An SPC control chart will allow you to track the trend of critical variables in a production environment. It is important that the production engineer understand whether or not changes or variation in the critical variables are natural variations due to the tolerances inherent to the production machinery, or whether or not the variations are due to some systemic, assignable cause that needs to be addressed. If the changes in critical variables are due to the natural variations, then a frequency histogram of the variations will usually follow one of the common continuous (normal, exponential, gamma, Weibull) or discrete (binomial, Poisson, hypergeometric) distributions. It is the job of the SPC engineer to know what distribution best models his process. Periodically plotting of the variation of critical variables will give SPC engineer important information about the current state of the process. A typical frequency histogram looks like the chart below.

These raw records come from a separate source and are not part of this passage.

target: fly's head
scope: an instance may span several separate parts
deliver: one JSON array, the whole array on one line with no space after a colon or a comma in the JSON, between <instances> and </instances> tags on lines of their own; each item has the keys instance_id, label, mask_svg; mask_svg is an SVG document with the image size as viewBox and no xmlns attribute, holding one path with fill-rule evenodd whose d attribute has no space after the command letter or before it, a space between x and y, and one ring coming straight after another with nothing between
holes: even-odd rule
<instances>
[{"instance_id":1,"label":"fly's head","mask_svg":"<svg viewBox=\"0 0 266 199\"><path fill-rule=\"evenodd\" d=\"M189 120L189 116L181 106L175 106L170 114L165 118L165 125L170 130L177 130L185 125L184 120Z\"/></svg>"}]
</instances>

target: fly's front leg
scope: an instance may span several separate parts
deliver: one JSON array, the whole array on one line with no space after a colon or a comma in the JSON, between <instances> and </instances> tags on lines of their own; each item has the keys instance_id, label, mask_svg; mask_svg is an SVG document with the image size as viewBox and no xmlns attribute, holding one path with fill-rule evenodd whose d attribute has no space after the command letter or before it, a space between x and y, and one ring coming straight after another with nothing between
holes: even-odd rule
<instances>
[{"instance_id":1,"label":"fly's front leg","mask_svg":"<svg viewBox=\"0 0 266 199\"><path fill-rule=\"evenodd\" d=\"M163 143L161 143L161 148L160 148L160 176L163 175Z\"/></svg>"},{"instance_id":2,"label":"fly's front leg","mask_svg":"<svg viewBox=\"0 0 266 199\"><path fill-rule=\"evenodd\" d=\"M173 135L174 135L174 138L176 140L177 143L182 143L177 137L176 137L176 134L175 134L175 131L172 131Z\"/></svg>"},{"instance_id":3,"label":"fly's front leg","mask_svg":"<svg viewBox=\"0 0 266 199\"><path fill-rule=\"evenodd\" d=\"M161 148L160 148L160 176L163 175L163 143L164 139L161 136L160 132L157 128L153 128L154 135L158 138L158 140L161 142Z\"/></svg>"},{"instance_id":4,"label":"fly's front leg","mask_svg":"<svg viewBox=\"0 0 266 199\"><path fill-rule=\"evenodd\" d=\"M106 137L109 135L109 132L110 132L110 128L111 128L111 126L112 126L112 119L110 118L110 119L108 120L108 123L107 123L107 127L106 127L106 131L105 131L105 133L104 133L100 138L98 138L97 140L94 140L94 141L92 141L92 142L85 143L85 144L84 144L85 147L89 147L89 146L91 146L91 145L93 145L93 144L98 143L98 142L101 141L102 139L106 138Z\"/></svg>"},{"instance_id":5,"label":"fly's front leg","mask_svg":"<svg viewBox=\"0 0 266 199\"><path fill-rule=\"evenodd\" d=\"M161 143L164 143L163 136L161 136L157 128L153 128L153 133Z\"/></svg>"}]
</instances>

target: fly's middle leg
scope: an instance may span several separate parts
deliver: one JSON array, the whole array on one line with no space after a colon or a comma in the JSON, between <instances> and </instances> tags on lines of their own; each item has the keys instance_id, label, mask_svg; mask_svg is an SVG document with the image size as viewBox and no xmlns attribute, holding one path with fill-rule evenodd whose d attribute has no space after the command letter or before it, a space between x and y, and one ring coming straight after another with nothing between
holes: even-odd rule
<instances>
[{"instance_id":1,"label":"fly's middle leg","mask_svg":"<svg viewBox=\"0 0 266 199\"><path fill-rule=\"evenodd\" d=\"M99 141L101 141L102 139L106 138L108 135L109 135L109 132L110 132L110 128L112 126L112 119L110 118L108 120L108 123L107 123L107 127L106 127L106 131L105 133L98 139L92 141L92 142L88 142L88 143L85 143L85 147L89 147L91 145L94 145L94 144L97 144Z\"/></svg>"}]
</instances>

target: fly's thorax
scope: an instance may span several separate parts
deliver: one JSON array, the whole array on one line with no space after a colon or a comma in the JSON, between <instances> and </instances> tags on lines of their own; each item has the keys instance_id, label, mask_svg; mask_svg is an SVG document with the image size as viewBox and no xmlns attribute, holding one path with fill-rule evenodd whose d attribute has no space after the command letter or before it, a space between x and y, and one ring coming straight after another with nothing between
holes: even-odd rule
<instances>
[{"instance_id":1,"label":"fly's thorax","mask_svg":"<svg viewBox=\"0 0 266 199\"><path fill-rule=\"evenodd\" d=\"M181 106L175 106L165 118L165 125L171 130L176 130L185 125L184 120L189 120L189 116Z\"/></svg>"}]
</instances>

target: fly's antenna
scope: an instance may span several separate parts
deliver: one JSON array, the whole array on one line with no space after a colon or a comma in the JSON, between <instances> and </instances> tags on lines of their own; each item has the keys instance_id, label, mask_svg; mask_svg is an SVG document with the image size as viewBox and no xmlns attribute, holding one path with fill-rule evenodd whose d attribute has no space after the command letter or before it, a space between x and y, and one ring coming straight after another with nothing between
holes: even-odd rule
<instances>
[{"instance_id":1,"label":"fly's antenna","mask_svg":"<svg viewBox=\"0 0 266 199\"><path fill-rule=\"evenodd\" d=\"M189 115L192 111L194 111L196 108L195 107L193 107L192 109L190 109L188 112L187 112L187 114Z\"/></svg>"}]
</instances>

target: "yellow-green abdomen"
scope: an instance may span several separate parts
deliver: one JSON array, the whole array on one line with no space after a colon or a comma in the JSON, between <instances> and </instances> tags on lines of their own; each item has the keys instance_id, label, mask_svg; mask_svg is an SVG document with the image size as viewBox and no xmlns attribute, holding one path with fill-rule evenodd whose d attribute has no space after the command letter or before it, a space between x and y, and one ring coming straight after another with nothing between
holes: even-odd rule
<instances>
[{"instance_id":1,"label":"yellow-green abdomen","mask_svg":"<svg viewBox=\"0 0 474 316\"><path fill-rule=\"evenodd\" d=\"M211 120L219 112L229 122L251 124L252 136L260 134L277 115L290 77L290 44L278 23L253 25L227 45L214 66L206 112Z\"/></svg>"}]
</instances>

**Frequency Histogram Chart – 2 (Interactive)**

In the pull-down sections below you find descriptions of the Frequency Histogram Chart options. There are two options: Setup and Data. Click on either of the items to see a full description.

**Setup**

**Setup**

**Main title [Frequency Histogram]**-The main title of the chart

**X-axis title [Measurements]**-The x-axis title

**Y-axis title [Frequency]**-The y-axis title

**Show normal curve [x]**– Check to show the normal curve approximation for the data

**Show limits [ ]**– Check to show limit lines for the chart.

**Low limit **[1.25]- Specif the low limit value.

**High limit [1.75]**– Specif the high limit value.

**Data**

Data

**Import data** [x]- Check to use data copied into the Import Data field. Enter as comma separated values, or copy data from spreadsheet.

**Simulate data** [x]-Check and when the dialog is closed, a new set of data (100 values) are generated using the mean and sigma values entered below.

**Mean [1.5]**– The mean value to use in the data simulation.

**Sigma [0.2]**– The sigma (standard deviation) to use in the data simulation.

**Frequency bins**

**Auto [x]** – The frequency bins are automatically calculated based on the minimum and maximum values of the data.

**Enter bin values, comma separated [ ]** – check to use the bin values listed to the right. Enter the bin values to in the box to the right.

** Enter bin starting value, and spacing [ ]** – check to use bin values calculated from the starting value and bin spacing. The maximum bin value is calculated from the maximum in the data.

**Start value [1.25]** – the starting bin value.

**Spacing [ 0.1]** – the spacing between adjacent bins.